While it is understandable that the purpose of many hedge funds (versus your garden variety mutual fund) is to provide concentrated holdings, the consequences of such a portfolio strategy utilizing highly liquid, publicly traded stocks, the same highly liquid, publicly traded positions held by garden variety mutual funds and other traditionally constructed portfolios, is an area requiring further investigation and analysis. A point I intend to pursue during the upcoming three hedge fund seminars to be conducted this week. More to follow.
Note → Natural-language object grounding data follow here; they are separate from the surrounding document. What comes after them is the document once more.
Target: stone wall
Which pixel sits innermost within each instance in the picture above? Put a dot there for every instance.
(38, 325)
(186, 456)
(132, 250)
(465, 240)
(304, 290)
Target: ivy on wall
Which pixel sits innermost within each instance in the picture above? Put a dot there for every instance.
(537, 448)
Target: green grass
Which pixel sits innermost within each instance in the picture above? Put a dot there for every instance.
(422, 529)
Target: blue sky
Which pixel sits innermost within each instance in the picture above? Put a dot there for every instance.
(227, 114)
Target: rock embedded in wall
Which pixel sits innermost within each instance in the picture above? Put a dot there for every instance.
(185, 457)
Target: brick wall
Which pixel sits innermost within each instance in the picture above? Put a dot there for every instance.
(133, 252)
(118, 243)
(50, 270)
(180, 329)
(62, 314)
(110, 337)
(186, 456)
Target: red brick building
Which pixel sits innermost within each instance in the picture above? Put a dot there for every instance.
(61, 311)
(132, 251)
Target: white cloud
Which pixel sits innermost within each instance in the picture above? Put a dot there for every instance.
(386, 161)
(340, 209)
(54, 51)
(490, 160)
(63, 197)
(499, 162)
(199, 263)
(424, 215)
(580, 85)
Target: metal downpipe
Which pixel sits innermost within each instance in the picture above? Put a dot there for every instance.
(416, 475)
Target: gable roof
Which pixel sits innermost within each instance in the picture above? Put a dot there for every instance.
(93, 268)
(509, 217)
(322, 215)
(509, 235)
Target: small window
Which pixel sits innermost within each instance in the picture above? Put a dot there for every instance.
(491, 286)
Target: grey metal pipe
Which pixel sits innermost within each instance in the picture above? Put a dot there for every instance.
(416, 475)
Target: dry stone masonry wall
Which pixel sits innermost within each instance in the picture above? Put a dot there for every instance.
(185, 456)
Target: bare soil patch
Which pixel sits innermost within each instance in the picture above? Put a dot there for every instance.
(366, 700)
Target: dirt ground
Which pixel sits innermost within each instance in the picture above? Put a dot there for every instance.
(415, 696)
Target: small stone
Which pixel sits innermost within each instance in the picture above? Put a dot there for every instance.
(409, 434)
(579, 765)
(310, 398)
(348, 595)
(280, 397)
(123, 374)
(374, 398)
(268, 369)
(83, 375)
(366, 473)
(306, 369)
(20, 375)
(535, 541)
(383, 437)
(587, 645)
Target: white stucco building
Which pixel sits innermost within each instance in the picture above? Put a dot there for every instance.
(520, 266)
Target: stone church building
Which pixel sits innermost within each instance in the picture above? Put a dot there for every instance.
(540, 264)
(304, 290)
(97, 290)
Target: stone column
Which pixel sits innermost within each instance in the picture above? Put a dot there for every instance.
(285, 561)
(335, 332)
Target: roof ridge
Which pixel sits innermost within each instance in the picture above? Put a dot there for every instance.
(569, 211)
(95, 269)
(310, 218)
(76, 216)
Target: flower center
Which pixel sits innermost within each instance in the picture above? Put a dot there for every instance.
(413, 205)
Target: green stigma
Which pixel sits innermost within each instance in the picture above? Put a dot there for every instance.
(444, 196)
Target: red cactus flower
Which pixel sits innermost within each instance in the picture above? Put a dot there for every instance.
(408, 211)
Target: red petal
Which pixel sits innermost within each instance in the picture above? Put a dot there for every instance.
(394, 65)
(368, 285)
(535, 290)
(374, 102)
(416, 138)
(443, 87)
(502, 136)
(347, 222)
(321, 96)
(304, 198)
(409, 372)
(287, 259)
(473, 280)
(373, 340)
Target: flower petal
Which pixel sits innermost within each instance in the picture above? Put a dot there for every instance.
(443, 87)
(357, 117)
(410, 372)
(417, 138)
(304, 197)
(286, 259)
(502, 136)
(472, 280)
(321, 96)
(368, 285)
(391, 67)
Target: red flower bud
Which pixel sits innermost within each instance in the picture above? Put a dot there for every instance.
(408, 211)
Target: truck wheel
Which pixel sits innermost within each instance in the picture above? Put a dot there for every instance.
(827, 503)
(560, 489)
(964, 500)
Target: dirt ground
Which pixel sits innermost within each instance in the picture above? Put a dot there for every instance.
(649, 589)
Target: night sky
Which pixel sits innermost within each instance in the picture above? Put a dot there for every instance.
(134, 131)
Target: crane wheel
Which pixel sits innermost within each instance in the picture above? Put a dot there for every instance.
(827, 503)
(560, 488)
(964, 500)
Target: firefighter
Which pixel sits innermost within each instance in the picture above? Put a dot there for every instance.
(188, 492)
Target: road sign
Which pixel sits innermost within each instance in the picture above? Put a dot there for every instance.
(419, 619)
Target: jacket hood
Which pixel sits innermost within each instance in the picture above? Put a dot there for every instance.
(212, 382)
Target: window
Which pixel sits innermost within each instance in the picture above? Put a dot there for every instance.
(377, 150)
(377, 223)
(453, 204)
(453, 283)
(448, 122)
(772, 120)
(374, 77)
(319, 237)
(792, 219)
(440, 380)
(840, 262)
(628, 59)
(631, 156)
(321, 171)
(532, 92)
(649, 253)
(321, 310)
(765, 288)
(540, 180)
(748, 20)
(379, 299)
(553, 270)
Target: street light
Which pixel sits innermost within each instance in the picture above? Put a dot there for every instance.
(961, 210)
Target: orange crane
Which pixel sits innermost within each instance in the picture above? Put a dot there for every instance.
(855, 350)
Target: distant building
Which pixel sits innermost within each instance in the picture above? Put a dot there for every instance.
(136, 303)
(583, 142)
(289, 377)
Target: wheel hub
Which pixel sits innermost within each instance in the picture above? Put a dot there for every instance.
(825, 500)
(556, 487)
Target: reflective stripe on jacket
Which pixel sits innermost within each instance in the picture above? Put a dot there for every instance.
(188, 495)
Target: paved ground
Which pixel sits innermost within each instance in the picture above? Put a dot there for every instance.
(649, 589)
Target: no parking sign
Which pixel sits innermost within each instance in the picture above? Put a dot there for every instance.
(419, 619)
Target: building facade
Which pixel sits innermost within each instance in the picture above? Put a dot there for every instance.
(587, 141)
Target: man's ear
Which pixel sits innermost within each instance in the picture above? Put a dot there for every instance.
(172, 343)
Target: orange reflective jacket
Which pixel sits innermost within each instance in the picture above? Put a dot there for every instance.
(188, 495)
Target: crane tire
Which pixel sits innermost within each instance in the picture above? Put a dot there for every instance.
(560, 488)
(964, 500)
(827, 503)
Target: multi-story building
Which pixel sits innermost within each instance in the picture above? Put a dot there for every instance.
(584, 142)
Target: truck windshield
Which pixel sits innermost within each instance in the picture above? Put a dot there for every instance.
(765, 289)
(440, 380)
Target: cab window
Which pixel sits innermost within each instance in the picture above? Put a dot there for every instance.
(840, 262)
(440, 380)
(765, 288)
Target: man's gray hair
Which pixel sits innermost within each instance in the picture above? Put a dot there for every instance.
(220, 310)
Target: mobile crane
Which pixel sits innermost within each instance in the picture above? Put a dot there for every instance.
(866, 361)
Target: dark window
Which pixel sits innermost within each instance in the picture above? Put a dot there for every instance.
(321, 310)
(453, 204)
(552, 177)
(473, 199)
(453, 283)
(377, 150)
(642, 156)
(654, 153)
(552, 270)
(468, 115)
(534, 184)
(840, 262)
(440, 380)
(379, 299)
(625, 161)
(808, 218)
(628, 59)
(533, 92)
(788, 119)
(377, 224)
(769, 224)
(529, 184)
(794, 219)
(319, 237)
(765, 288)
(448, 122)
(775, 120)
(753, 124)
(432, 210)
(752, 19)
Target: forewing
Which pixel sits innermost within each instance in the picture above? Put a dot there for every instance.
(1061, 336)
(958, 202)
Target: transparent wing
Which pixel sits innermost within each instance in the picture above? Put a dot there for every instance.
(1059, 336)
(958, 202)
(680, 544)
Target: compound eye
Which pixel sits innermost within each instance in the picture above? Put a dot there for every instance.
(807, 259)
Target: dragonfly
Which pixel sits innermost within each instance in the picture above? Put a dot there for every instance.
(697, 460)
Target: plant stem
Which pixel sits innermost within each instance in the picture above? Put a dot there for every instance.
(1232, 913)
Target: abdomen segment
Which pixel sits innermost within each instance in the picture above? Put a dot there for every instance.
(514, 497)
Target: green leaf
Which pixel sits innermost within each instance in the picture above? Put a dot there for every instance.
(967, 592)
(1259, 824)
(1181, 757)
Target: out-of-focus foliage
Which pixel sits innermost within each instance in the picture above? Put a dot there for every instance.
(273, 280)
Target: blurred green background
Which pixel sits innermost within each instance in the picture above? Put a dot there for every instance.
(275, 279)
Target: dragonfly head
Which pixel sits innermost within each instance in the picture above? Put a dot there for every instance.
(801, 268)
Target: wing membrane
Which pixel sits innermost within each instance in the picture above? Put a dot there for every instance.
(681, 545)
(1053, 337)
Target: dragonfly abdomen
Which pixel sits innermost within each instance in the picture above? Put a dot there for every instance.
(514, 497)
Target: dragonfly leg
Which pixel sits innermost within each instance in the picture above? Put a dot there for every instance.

*To view a larger version of the chart, click on the image.

2 comments:

Anonymous said...

Hedge funds follow the "Warren Buffett" strategy. Berkshire Hathaway currently holds about 40 publicly traded stocks, but more than 50% of the money is invested in just the top four holdings. Regulation, however, precludes mutual funds from concentrating their holdings to such an extent.

The Poster said...

I am surprise that only 58% of a typical HF assets are invested in the 10 largest holdings. I would have thought that the share would be higher for a simple reason. If a HF has top-5 investment ideas, why not concentrate its portfolio in them rather than invest in 10 or 20 more lesser convincing ideas? IMHO diversification is not investment, it is portflio allocation - HF are in the business of investment not portfolio investment.